One of the two Steubenville High School football players accused of raping a teenage girl has defended his innocence to ABC News's "20/20," after media coverage of the case caused a firestorm in the small Ohio town and on social media.
"She had her arm wrapped around me and one hand on my chest. It just felt like she was coming on to me," Ma'Lik Richmond, whose trial starts this week, told the news outlet.
"20/20" will air the full interview on March 22, but promotional excerpts online include Richmond saying that, in the backseat of the car where the alleged rape began, the girl was kissing the neck of the other accused football player, Trent Mays. Richmond also claimed that a widely circulated picture, in which the girl appears to be unconscious while two boys carry her by her arms and feet, was a joke.

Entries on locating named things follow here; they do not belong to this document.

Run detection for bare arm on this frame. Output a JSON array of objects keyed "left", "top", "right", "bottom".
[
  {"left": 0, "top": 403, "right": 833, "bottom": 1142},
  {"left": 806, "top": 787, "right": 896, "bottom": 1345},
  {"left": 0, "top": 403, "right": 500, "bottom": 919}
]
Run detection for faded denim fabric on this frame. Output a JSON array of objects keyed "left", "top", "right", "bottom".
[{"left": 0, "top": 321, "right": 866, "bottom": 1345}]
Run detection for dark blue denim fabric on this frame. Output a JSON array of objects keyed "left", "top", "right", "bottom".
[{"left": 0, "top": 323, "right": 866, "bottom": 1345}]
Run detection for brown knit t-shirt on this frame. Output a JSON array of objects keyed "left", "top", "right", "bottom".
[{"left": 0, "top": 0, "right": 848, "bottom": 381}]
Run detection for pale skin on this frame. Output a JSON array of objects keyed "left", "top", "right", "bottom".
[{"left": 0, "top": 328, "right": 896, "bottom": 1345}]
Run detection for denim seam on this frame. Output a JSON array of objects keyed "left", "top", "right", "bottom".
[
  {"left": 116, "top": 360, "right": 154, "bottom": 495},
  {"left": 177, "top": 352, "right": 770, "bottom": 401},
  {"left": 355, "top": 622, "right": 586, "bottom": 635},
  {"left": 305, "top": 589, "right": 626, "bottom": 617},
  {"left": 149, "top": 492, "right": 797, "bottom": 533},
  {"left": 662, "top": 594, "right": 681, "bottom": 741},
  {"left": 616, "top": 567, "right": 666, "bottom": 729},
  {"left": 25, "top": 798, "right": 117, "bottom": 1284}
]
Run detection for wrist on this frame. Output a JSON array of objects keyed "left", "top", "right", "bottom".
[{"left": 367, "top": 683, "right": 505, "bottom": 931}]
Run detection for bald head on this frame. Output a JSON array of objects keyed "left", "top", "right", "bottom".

"She was just like laughing, we were all talking, just clowning around and that's when her ex-boyfriend was like, 'Let me get a picture of this drunk B. And that's when we took the picture," Richmond said.
As the Steubenville investigation progressed and more details unfolded -- like the video leaked by hackers of a young man referring to the alleged victim as the "dead girl" -- media interviews have, for the most part, featured local authorities and attorneys, as opposed to eye-witnesses or the accused.
Deborah Denno, a law professor at Fordham University in New York City, told The Huffington Post that it's not unheard of for defense attorneys to agree to let their clients be interviewed if they feel it could serve to their advantage.
"Attorneys are always trying to appeal to the public in some way," Denno said. "The media coverage is pretty damning, so it's not a bad move for an attorney to want to try and correct, or try and soften, what might have happened that night. If the client is someone who comes across well, then that can also help."
Denno argued that, despite all the negative attention the two defendants have encountered, the key issue at play in the trial will be whether the girl's attorneys can prove that she did not consent, something that's proven difficult in the past.
"The law is written in such a way that it can be a challenge for victims," Denno said. "We've had a lot of cases with victims and drinking, and unless they're out-cold unconscious, it can be challenging."
As Cleveland's The Plain Dealer previously reported, the defense plans to argue that the alleged victim consented. The news outlet further noted that, according to Ohio law, the case could come down to whether the amount the girl drank that night "substantially impaired" her ability to give consent.
Reuters recently obtained a copy of the court filings and noted that the defense lawyers also intend to argue that the girl had previously told friends that she wanted to have sex with the football players.